View previous topic :: View next topic
|
Author |
Message |
ajsimon
New User
Joined: 12 Oct 2006 Posts: 5 Location: USA
|
|
|
|
I have coded a COBOL program, which read two sequential files and performs a slight calculations and printing the result in two out put file depends on the Flag in the input records.
During this processing, my program will take the First record from the First file and check against all the records in the second file. if there is a matching record found in the second file it will perform the calculation and go back to first file to take the next record.
The program works fine with my input test records. However when I ran the program with the Full load, it is taking more 24 hrs and it is failing with S322 (Time out ABEND).
When I tested the COBOL program with test input, I have selected 175 input records for various test scenarios.

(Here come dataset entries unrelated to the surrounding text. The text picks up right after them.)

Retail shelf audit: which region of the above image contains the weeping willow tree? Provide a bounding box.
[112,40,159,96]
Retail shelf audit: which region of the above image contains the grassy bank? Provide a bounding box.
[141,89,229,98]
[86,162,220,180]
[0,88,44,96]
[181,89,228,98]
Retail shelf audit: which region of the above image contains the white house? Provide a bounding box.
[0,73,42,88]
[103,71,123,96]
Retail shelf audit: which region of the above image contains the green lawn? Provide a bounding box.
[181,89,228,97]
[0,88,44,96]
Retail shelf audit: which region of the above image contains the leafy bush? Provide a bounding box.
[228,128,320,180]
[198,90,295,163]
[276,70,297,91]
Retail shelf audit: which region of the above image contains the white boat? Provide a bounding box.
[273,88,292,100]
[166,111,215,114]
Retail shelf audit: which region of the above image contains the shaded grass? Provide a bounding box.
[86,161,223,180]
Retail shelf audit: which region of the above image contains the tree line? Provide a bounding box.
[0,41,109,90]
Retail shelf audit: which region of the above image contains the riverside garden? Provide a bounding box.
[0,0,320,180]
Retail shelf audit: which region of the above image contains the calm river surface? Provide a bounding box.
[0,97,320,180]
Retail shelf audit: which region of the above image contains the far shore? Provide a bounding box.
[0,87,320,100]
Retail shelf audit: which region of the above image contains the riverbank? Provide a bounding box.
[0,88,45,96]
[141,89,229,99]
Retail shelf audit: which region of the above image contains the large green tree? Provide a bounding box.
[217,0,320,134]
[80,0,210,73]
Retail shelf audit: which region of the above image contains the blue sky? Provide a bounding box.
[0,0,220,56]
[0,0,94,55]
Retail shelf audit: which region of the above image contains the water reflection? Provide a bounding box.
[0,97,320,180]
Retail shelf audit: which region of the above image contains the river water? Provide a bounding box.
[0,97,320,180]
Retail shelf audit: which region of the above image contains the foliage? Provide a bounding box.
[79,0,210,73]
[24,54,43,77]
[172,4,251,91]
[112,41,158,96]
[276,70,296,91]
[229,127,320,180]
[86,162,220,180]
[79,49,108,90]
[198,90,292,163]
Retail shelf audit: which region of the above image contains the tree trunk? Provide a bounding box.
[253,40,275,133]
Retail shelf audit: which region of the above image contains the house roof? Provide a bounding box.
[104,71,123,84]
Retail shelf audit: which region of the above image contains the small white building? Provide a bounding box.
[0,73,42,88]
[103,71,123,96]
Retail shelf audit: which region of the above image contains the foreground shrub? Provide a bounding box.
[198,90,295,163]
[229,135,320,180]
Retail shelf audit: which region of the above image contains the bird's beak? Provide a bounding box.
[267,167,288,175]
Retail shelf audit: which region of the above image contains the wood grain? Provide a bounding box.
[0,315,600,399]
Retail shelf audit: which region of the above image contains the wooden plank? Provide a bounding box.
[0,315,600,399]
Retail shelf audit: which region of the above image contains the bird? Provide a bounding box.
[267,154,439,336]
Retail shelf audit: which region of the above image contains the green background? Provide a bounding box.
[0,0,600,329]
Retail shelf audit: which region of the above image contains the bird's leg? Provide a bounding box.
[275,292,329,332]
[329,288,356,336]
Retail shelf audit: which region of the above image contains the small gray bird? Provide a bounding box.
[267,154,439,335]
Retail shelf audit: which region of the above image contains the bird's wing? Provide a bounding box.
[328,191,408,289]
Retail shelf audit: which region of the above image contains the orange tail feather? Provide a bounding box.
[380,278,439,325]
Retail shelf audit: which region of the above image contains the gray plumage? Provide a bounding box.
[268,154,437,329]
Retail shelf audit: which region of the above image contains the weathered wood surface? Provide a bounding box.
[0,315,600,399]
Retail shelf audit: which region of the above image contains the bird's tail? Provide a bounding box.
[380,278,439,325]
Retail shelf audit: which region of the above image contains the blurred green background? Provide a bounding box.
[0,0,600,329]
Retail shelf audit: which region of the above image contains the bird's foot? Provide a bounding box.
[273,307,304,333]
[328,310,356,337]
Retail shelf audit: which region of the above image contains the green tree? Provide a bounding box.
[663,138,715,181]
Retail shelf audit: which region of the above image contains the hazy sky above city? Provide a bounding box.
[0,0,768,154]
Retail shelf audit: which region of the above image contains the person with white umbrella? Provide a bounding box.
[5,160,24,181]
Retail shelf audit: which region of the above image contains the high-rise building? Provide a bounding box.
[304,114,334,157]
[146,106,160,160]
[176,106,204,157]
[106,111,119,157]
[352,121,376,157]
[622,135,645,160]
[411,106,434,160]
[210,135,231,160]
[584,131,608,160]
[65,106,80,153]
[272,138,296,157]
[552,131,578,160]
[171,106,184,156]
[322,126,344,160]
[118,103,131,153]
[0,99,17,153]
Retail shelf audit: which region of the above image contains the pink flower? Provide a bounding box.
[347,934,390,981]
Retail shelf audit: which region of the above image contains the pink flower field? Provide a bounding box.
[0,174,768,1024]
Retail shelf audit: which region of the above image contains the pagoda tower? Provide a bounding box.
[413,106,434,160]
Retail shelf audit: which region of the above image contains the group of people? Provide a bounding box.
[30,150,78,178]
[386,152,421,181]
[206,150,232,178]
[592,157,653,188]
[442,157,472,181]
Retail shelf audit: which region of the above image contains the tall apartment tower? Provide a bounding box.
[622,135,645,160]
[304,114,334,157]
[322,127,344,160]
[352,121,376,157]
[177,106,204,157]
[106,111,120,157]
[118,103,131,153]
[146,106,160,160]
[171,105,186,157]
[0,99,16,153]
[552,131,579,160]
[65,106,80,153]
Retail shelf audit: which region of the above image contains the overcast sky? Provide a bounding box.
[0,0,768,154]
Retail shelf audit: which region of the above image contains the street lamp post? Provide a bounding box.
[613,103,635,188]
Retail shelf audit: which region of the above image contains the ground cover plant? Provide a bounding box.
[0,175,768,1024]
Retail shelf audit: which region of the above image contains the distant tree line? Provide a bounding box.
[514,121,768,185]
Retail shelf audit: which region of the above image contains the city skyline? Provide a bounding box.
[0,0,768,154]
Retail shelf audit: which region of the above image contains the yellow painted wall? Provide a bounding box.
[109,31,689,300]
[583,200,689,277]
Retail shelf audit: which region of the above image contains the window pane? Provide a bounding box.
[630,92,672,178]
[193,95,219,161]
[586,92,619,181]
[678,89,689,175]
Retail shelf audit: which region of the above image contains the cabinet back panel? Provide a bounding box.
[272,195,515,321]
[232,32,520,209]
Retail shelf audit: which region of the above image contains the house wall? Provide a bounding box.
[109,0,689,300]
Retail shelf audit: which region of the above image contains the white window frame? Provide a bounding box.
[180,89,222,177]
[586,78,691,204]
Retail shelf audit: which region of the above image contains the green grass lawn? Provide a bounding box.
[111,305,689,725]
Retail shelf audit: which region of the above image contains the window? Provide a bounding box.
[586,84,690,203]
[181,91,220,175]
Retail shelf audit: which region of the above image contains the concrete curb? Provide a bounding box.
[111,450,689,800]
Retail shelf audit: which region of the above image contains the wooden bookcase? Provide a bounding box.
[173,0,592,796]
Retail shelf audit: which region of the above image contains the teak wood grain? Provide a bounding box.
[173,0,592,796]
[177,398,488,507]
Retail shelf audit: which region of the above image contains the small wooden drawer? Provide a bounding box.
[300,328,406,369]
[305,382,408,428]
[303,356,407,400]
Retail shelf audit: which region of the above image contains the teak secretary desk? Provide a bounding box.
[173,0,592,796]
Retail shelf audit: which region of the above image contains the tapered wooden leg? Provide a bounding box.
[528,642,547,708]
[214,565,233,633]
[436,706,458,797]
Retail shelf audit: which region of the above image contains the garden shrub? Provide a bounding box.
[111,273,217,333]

Both my expected output and actual out are same as I expected.
There is Looping during the processing with test record.
My full load has 342,738 records, where as my test input has only 175.
Program took 9 Sec to process the 175 records.
Is there any way that I can reduce the processing time by loading the input data into a DB2 table and then process it?
Thank you! |
|
Back to top |
|
|
ajsimon
New User
Joined: 12 Oct 2006 Posts: 5 Location: USA
|
|
|
|
Oops !
I meant to say there is no Looping during my Testing
Sorry.
thanks |
|
Back to top |
|
|
socker_dad
Active User
Joined: 05 Dec 2006 Posts: 177 Location: Seattle, WA
|
|
|
|
With that kind of execution time, something is desperately wrong - somewhere, somehow, you are sliding into an infinite loop.
An unexpected condition is occurring that your program does not handle.
Can you upload a file of your program? Or at least post the main logic?
How is the data defined? Are there keys? Has the data been sorted on the keys? What about duplicate keys? |
|
Back to top |
|
|
dick scherrer
Moderator Emeritus
Joined: 23 Nov 2006 Posts: 19243 Location: Inside the Matrix
|
|
|
|
Hello,
Please rethink your approach to your requirement.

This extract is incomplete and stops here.